Rodolfo Fogwill: “No se podía hacer nada que no tuviera que ver con la guerra (…)”


Graciana Petrone para http://www.elfisgondigital.com/fsgnw/arte/nota.vsp?nid=57523

“No se podía hacer nada que no tuviera que ver con la guerra, explotaba el calefón de una vecina y te cagabas de miedo porque pensabas que la guerra estaba en Buenos Aires”, dijo Rodolfo Fogwill durante la presentación en Rosario de la séptima edición de la novela “Los Pichiciegos” (Editorial Sudamericana). El encuentro se realizó en los altos de la librería Homo Sapiens, ante un numeroso público, donde el periodista Osvaldo Aguirre coordinó “una entrevista abierta con el escritor”. Allí, no sólo habló sobre la reedición de su libro sino también del proceso de recopilación de Cuentos completos, del laureado relato Muchacha punk y de las múltiples voces de sus personajes.

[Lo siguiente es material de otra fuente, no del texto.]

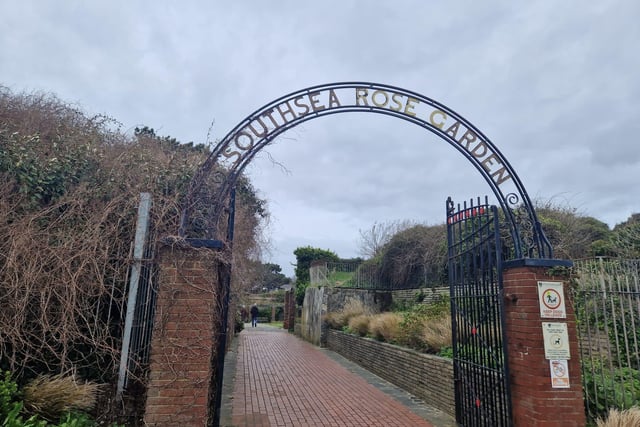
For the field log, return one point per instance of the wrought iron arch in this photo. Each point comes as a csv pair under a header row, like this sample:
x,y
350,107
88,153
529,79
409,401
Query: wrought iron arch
x,y
238,148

Si bien es cierto que luego de la derrota argentina ante Gran Bretaña en Malvinas (1982) el gobierno dictatorial en turno impulsó un profundo proceso de olvido para tapar lo sucedido, también lo es que con igual vehemencia promovió el nacionalismo y un único discurso patriótico y comunicacional se instaló en el país durante los dos meses y medios que duró el conflicto. Sin dudas que, para el escritor, la obsesión y atención de los argentinos por la guerra fue uno de los disparadores fundamentales con los que construyó Los Pichiciegos, una ficción que cuenta, a la manera del polémico Fogwill, la historia de los “pichis”, jóvenes soldados que en las islas no tenían más futuro que el sólo instinto por sobrevivir en el presente.

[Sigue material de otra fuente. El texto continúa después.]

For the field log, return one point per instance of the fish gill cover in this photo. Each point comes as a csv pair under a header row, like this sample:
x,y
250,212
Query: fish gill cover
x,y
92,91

El libro presentado en Rosario es la última reedición, lo que demuestra que a casi tres décadas de su primera aparición (Ediciones De la Flor, 1983) ni Fogwill ni su novela bélica agotan el interés de los lectores. Aguirre inició la charla abierta con el escritor cuando contó que en los últimos años se realizaron varias recopilaciones de textos del autor que estaban dispersos en distintas publicaciones. “La mayoría escritos a principios de la década del 80 –explicó- y en el medio de estas reediciones se produzco el hallazgo de libros que estaban perdidos o escondidos entre borradores”.

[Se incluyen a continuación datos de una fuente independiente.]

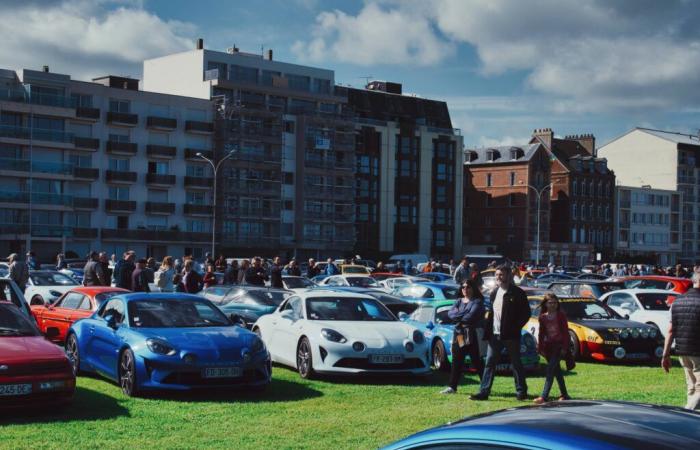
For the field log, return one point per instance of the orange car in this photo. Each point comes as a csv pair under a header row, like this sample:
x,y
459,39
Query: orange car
x,y
78,303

O:A:-Estas recopilaciones significa toda una serie de pronunciamiento y de lecturas de vos mismo, ¿cómo fue el proceso de reedición de tu obra?
-Un editor y poeta rosarino que tiene una librería en Buenos Aires (Editorial Mansalva) y edita muchos libros de poesía joven (perdiendo mucha plata) y cosas buenísima, me torturaba pidiéndome libros. Yo escribo muy poquito y lo que termino de hacer no me satisface. Pero hay dos o tres libros míos que andan por ahí, uno se llama Nuestro modo de vida y otro Unión para Aquino, que los había entregado en 1981 a Sudamericana. En aquella época hice 100 copias, fotocopiadas. Yo trabajaba en el grupo Softman y no había Internet para perder tiempo en el laburo, así que cuando llegaron las máquinas Seros, perdía tiempo afanándole fotocopias a la familia Macri.
Un mecanógrafo amigo que yo tenía las encarpetaba en forma prolija y yo se las daba a mis amigos. Pensé que algunos de esos libros tenían que estar y efectivamente, hurgando, consiguió que un editor de Sudamericana, a quien yo le había dado una copia, me la diera. Le metí mano, corregí muchas cosas y barbaridades que había puesto en esa época. Ahí arrancó la epidemia y los editores españoles comenzaron a pedirme libros y yo les respondía que no podía publicar un libro peor todavía que del que escribí hasta ahora. Le puse precio a los títulos agotados y algunos editores pudieron pagar lo que yo pienso que valen afuera: Un caso humano de supervivencia…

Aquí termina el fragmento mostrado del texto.